As an example, assume your daughter is just entering the first grade. Wishing to help pay for their granddaughter’s education, your parents put $100K into a 529 savings plan, with their granddaughter named as the beneficiary. Assuming an 8 percent annual return on the 529 plan, when your daughter enters college, the 529 plan will have $252K available for college expenses. If your combined federal and state tax bracket is 35 percent, the tax-free withdrawal of 529 funds could save as much as $53K in income taxes.
529 plans offer great flexibility to the person who funds the plan. In the above example, if the granddaughter decides to go to a public university and does not require the full amount in her 529 plan, the grandparents can change the beneficiary to another grandchild, who can use the remaining 529 funds for their higher education. The grandparents can even provide the remaining funds to grandnieces or grandnephews.
With a 529 plan, you must choose your investments from the investment options offered by the plan administrator. However, the plan owner (funder) can change investment options once every 12 months. If a better plan becomes available, you can even transfer the fund assets to a different plan as often as once per year.
Coverdell Education Saving Accounts – Another way to fund educational expenses is through the Coverdell ESA. Contributions to a Coverdell ESA can be made for any child under the age of 18. The maximum funding per child, regardless of the funding source, is $2,000 per year. Thus, a family with five children can put aside a maximum of $10K per year into Coverdell ESAs.
Similar to the 529 plans, all growth and income in a Coverdell ESA is never taxed, as long as the funds are withdrawn for qualified educational expenses. Unlike the 529 College Savings plan, the Coverdell ESA funds can also be used for K-12 educational expenses. Coverdell ESAs can only be fully funded by individuals with annual income below $95K and couples with income below $190K.
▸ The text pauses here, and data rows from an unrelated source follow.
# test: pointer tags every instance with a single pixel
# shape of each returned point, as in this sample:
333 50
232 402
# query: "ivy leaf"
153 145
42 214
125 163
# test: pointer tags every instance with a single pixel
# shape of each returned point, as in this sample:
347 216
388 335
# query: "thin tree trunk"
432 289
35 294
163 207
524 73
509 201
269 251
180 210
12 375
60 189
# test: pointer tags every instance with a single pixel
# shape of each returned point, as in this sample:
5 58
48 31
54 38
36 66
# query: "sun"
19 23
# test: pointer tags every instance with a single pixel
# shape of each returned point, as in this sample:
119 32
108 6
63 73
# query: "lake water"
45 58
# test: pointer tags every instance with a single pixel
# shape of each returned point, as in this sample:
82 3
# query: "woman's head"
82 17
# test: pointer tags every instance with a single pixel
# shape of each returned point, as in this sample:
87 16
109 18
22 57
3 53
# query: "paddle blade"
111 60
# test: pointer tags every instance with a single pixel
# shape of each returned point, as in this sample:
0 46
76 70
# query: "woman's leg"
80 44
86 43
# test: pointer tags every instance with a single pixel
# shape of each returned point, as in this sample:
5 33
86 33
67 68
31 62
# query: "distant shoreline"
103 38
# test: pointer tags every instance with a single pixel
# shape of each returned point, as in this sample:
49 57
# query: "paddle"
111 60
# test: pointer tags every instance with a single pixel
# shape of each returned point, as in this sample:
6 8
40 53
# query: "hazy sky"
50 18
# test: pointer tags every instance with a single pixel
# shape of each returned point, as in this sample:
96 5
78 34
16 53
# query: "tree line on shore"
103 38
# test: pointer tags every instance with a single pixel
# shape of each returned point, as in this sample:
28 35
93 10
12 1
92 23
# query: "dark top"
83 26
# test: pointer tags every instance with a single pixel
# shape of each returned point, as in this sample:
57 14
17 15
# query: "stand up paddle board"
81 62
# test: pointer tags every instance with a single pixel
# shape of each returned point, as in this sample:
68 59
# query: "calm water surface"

If there are funds remaining in an ESA account, the Coverdell ESA funder may transfer funds from that ESA account into another ESA account as long as both account beneficiaries are under age 30.
If funds are not used for qualified educational expenses Coverdell ESAs and 529 plans have severe tax consequences. In both cases, the income is taxed as ordinary income plus a 10% penalty amount is applied.
However, the flexibility to transfer funds to other family members and their significant tax savings make both plans attractive to any family that is facing the significant costs of higher education.